Both Democrats and Republicans, in what is becoming a rare occurrence, appeared to support the same thing last week: a ban on bump stocks, devices found in the room of the Las Vegas gunman that enable rapid-fire shooting.
Rep. David Cicilline, a Democrat from Rhode Island, wrote a bill outlawing them last week. And this Tuesday, Republican Rep. Carlos Curbelo (Florida) and Democratic Rep. Seth Moulton (Massachusetts) introduced their own version. It has 10 cosponsors from each party, including Minnesota Republican Erik Paulsen.
The ranking Republican, House Speaker Paul Ryan, told NBC News last week: "I think we're quickly coming up to speed with what [a bump stock] is. ... Clearly that's something that we need to look into."
Apparently by "we" he did not mean actual lawmakers. Even though he said at the time he was open to a vote on it.
The Wisconsin Republican this Wednesday said a restriction on bump stocks should come in the form of a rule from the Bureau of Alcohol, Tobacco, Firearms and Explosives, The Hill reports.

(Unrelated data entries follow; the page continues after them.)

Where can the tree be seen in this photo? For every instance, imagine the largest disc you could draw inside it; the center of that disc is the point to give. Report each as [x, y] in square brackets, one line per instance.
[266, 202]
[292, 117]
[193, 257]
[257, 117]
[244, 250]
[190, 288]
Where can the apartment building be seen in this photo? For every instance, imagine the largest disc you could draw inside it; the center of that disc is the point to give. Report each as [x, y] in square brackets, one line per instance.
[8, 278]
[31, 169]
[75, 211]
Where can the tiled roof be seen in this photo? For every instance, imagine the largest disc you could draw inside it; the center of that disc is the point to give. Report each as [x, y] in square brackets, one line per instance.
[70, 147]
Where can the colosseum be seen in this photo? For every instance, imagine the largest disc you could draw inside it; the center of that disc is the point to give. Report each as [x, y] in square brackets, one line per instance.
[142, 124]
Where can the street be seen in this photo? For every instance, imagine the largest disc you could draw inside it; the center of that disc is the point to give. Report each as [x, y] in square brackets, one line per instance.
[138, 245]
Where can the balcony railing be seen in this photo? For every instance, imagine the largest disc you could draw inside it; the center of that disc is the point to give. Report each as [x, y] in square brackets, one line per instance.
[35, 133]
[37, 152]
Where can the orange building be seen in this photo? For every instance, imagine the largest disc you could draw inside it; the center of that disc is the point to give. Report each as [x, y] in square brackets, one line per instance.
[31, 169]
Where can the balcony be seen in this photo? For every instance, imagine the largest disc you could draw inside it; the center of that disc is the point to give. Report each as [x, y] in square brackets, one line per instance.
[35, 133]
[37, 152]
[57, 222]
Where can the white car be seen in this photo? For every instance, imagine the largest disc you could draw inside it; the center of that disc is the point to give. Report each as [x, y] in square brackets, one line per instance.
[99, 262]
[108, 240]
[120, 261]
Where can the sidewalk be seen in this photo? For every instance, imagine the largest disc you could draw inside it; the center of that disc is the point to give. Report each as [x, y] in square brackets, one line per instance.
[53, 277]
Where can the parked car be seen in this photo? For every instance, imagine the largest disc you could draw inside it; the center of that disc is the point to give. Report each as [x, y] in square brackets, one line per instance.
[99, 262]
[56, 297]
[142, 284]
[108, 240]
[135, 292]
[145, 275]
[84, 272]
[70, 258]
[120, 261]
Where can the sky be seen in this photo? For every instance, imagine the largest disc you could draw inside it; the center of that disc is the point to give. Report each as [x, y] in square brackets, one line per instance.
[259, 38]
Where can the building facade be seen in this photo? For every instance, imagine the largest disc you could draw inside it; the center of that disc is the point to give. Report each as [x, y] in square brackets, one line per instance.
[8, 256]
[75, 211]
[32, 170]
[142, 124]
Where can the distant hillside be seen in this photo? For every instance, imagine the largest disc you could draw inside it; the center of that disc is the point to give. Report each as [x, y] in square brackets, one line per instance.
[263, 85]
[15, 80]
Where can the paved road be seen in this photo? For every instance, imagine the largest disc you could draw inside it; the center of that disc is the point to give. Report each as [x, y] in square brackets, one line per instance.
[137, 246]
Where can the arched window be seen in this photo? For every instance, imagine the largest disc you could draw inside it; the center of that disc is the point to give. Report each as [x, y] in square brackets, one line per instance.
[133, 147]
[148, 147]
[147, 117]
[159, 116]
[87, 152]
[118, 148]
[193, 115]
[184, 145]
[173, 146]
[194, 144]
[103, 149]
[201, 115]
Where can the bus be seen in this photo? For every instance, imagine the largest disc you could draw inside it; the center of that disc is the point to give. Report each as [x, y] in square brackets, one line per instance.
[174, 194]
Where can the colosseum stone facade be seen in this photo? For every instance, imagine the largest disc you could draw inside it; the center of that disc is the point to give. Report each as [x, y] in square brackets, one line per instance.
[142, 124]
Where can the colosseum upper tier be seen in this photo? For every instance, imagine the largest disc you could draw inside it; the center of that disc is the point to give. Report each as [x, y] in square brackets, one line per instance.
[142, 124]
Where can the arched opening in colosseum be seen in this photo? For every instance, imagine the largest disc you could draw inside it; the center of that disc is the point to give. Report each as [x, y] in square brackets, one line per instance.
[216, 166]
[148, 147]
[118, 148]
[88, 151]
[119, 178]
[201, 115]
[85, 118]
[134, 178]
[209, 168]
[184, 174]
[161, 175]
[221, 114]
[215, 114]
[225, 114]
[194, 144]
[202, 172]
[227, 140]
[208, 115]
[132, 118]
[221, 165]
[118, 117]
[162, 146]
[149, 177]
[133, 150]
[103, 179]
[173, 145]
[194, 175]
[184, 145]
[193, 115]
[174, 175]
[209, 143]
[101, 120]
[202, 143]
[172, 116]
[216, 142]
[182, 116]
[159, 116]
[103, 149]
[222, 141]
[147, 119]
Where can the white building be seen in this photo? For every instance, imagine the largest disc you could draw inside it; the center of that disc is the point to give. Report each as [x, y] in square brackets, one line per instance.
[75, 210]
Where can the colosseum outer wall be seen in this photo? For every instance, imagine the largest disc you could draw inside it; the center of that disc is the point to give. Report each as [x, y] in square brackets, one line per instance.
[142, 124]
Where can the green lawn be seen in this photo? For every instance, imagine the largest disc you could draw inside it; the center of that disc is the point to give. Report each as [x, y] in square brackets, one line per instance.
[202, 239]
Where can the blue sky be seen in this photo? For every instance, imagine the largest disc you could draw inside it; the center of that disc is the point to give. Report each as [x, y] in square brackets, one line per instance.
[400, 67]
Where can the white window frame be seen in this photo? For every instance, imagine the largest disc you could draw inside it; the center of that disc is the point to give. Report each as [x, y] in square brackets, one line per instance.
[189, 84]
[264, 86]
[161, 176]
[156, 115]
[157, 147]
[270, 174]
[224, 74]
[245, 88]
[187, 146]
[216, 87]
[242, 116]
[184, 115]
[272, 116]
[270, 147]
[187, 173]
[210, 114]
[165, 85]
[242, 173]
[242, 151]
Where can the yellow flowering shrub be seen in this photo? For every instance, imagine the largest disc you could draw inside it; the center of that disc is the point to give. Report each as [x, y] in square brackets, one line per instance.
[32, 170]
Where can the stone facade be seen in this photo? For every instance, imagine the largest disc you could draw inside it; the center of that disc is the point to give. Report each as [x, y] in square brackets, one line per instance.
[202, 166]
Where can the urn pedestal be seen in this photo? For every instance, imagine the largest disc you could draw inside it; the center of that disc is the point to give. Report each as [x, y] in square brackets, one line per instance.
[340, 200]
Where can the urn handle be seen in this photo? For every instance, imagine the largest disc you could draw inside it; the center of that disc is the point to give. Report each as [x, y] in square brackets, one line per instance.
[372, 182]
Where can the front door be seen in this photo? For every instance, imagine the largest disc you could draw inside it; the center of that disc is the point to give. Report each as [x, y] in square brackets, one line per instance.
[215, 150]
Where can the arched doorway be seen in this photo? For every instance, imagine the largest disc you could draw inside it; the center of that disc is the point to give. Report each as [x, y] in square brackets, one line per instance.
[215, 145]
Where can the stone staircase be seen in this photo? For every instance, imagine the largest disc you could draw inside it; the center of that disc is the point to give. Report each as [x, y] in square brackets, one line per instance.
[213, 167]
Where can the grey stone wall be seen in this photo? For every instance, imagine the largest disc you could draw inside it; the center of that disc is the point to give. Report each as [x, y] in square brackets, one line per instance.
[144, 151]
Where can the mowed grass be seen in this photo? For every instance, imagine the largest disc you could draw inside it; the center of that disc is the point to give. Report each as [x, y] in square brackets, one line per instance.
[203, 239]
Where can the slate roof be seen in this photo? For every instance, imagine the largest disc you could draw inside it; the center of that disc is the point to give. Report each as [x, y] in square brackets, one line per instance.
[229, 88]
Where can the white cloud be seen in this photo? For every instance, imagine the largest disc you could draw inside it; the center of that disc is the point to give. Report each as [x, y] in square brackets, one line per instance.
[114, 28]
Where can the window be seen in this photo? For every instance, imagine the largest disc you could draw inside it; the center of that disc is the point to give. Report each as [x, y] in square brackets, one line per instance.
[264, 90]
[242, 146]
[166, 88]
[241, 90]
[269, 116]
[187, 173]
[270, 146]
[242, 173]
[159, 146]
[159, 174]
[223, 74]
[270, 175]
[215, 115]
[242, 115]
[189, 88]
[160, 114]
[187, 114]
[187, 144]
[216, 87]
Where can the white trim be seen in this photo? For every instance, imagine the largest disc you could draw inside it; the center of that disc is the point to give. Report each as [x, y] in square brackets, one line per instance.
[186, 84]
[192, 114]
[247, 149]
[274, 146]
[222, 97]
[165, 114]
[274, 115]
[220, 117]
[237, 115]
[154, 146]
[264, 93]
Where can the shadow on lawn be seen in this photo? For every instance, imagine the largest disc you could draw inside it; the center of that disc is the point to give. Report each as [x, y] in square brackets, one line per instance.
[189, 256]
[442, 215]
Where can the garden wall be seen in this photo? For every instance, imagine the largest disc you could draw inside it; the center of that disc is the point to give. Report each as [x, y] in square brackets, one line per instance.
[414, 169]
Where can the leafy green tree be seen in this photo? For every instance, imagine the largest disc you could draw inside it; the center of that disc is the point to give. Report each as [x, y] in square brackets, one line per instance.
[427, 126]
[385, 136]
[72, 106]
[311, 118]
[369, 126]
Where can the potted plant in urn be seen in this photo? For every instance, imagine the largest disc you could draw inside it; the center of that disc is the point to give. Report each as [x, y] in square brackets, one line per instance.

So instead of the House and Senate passing a bill and the president signing it into a law, the ATF would simply change the federal regulations for bump stocks.
"We think the regulatory fix is the smartest, quickest fix," Ryan said, according to The Hill.
It would likely be faster than passing a new law. And there's doubt that a bill would even get through the House and Senate, despite support from both parties, Huffington Post reports.
But there are also drawbacks to that tactic.
For one, a regulatory change is less permanent. Any administration could direct the ATF to change the rule later. Enacting a new law would require the House, Senate and president to approve of a future alteration.
In addition, earlier attempts to restrict bump stocks have failed. The ATF has previously determined that, since a bump stock doesn't have any automatic function itself, it doesn't fall under the agency's firearms regulation purview, USA Today reports. In essence, the ATF doesn't have the authority to enact a ban, Democratic Sen. Dianne Feinstein of California said.
The National Rifle Association, notorious for pushing back against restrictive gun-related measures, also called for more regulations of bump stocks in the wake of the Las Vegas shooting – but requested it go through the ATF.
A vote on a bump stock bill could still happen in the future – but it's less likely without the support of House Speaker Ryan.